De Pisan inclined his head. He was older than John, silvering, spare of frame and words. But he knew what he knew, and shared it freely with his lord. “The earl is far wealthier than even we suspected, my lord. To build this castle another man might have beggared himself, yet Huntington’s coffers appear untouched.”
John hitched a single shoulder. “He could have borrowed it all from the Jews.”
“The Jews have suspended much of their moneylending, my lord. Just now, few men can borrow coin.”
Dark brows snapped together. “I had heard no such thing.”
De Pisan smoothed velvet and brocade. John allowed him luxury, so far as it did not exceed his own. “There is talk the Jews intend to raise much of the king’s ransom. Instead of lending coin, they gather it for that purpose.”
“Do
they?” John slumped back in the chair, chewing absently on a fingernail. Both thumbs were barren. “What do they want of Richard? He’s no friend of the Jews ...”
It was rhetorical. De Pisan held his tongue. Others, he knew, might name John
less
of a friend, but he was not the man.
John grunted, dismissing it, and looked more intently at his steward. “What else?”
“The earl is in constant touch with others of his ilk, my lord. The barons are displeased.”
“With me? Are they? Damn them.” John leaned forward and scooped up the cup of wine. “Can’t they see I am king in all but name? Kings need money.”
“Yes, my lord.”
John drank, slapped the cup down, and tugged irritably at the fit of his surcoat. “Anything else?”
De Pisan gestured deprecatingly. “There is a man, my lord—a knight, though the rank was bought. Sir Guy of Gisbourne. He is the sheriffs seneschal.” De Pisan smiled slightly. “He requested most vigorously that I commend him to you.”

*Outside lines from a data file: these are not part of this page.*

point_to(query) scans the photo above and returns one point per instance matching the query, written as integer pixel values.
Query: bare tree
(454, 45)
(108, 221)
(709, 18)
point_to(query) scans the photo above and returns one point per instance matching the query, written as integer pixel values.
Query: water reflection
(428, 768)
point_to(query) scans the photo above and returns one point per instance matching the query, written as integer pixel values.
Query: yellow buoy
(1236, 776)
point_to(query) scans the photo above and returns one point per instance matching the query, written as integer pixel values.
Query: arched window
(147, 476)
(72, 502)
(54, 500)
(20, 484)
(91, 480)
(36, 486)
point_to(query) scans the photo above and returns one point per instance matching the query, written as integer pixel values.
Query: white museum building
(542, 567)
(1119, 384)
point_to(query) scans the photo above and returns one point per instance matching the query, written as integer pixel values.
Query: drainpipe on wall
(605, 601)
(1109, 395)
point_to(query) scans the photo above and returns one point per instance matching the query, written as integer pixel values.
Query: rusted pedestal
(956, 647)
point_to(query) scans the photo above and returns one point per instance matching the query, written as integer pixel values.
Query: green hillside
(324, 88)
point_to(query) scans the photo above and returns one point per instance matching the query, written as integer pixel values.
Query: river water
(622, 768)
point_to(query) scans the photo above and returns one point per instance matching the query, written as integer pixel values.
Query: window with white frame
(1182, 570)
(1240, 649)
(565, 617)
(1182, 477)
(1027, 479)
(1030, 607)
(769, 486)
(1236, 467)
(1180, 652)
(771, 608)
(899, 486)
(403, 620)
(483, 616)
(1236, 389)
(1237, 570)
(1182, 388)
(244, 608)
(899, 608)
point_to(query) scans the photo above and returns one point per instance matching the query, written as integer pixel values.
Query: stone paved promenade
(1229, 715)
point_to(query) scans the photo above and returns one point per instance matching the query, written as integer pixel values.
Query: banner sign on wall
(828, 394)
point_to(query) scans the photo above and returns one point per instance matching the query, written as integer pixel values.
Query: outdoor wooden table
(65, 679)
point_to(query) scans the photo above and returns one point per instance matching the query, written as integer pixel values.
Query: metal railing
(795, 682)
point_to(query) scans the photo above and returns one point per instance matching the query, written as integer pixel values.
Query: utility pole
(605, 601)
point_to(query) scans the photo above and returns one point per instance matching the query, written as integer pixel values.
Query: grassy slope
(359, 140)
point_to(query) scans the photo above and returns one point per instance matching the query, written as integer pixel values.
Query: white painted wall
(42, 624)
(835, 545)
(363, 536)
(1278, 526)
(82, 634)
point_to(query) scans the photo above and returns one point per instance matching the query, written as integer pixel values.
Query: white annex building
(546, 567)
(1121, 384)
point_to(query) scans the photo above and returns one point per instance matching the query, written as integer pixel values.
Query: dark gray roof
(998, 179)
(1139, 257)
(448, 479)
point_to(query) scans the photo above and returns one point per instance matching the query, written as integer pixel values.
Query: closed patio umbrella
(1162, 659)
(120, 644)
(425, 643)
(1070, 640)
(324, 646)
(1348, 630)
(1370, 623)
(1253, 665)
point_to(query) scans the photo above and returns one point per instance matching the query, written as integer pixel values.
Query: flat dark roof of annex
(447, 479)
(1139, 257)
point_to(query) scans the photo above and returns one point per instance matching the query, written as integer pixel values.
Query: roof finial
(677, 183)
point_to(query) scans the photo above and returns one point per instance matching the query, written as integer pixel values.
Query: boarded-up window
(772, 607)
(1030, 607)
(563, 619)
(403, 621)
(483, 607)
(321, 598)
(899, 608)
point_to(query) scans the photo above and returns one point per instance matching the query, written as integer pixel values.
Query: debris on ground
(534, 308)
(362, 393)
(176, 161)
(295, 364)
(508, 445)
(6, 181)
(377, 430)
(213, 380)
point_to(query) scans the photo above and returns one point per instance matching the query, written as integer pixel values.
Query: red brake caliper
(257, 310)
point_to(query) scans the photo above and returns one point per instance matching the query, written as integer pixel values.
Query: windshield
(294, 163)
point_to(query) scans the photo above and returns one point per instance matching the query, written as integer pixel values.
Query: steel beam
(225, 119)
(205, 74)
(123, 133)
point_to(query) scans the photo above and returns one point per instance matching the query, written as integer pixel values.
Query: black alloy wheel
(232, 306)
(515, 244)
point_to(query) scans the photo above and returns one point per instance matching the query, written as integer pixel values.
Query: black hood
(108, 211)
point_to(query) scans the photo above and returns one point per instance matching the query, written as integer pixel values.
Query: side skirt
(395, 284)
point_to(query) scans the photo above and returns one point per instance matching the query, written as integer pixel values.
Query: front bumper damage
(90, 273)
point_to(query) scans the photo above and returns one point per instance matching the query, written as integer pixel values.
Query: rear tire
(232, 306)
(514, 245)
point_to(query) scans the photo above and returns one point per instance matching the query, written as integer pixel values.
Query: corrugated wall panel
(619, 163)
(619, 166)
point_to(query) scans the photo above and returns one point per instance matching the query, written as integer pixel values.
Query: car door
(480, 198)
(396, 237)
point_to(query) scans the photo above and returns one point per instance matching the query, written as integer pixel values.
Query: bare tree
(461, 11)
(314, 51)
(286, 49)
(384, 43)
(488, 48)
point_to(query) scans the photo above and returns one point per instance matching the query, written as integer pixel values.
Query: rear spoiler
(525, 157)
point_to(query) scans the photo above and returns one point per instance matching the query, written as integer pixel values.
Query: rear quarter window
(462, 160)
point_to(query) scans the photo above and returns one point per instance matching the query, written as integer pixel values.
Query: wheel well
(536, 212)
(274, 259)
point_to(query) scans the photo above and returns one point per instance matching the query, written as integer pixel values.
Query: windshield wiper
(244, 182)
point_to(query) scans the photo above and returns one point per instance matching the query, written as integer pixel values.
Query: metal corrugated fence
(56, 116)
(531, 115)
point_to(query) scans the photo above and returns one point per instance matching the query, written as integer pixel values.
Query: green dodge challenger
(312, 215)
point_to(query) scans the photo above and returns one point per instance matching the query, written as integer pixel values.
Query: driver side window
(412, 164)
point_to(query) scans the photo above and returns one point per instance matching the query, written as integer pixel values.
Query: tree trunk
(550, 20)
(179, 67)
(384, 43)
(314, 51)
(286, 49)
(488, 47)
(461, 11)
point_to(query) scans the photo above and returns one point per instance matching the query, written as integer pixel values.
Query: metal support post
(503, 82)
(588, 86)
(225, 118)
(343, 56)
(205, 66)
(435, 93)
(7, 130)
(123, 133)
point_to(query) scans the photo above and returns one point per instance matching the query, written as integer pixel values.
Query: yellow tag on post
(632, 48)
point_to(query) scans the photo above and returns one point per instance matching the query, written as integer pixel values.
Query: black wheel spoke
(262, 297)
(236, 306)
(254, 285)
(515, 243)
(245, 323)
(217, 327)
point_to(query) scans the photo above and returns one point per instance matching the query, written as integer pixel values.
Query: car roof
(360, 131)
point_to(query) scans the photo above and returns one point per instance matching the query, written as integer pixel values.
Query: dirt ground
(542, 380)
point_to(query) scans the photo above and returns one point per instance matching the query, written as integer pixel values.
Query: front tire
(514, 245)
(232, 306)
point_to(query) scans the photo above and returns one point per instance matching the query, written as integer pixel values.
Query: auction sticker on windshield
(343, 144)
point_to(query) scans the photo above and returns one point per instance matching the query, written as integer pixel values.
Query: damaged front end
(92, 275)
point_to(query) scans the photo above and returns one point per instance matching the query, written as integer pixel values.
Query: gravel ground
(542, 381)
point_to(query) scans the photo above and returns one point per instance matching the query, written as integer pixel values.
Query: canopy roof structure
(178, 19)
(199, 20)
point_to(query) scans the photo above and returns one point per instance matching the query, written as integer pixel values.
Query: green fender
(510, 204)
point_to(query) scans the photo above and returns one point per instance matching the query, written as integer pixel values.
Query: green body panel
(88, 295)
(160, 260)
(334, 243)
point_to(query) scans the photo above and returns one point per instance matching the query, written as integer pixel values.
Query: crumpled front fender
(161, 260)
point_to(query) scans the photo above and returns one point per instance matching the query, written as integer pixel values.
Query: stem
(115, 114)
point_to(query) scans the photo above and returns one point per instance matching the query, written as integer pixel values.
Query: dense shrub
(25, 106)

“Did he?” John pursed his lips, gnawing absently at the bottom. “DeLacey’s seneschal ...” He slumped back in the chair. A smile curved his mouth. “Send him to me tomorrow.”
 
Shadows lived indoors also. Locksley sought and stood in them, watching in some bemusement the celebrants come to praise him for a nonexistent valor because they wanted to please his father. They were different, all of them . . . so different from what he was. And yet once he had
been
them, each and every one of them, taking shape as his father wished, because the potter’s hand was sure. The clay christened Robert, later apportioned Locksley as a mark of his heritage, had been malleable as any, mere sludge upon the wheel—until Richard took up the newmade work and broke it into pieces. Perhaps it might have been mended, once, before Saladin shattered the fragments.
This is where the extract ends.